Although I do not include advertisements on my reading list, I can’t help but notice them as I leaf through journals (no, I’m still not quite completely digital). I wonder if anyone else was bothered by Abbott’s print advertisement for Niaspan, an extended-release formulation of niacin. The ad, shown below, focuses on Niaspan’s effect on HDL-cholesterol levels without any reference to patient outcomes.
This ad makes no mention of AIM-HIGH, the NIH trial showing that adding extended-release niacin (supplied by Abbott) to simvastatin provided no benefit to patients with established cardiovascular disease. The trial did show that extended-release niacin could increase HDL-c levels by 21%, consistent with the ad’s claims — but (and this is a big “but”) the drug did not reduce the risks for myocardial infarction, ischemic stroke, symptom-driven revascularization, or death from coronary heart disease.
I can’t blame Abbott for omitting information about AIM-HIGH. The FDA has retained an indication for Niaspan in lowering the risk for heart attack in people with high cholesterol who have previously had a heart attack. The Abbott ad does mention the lack of additional benefit in preventing heart disease from Niaspan in combination with simvastatin or lovastatin over that from simvastatin or lovastatin monotherapy. You can see the potential for confusion. Also confusing is the fact that the indication names specific statins, not statin therapy in general: Does the FDA think that Niaspan is likely to improve outcomes when added to, say, atorvastatin?

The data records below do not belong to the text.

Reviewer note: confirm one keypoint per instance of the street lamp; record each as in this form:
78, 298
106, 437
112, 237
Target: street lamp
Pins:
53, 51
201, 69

By the way, I was curious what the NIH says about extended-release niacin to consumers, given that it funded the multimillion-dollar AIM-HIGH trial. Interestingly, the NIH’s consumer webpages on niacin provide no context about AIM-HIGH. One page, revised in June 2012, doesn’t mention AIM-HIGH at all; another, last reviewed in August 2011, has AIM-HIGH in a reference list at the bottom but provides no findings from the study. Wouldn’t you want to educate the public about the science you funded? Maybe we should suggest that when the NIH publishes important research, it should update its information for patients as well.
A Merck-sponsored trial of extended-release niacin is due out next year. While we await any new information about this drug, I am concerned at seeing an ad that touts an effect on HDL-c levels without making clear that the only large contemporary trial of the drug in the statin era failed to show that it improved outcomes.
What do you think of this Niaspan ad?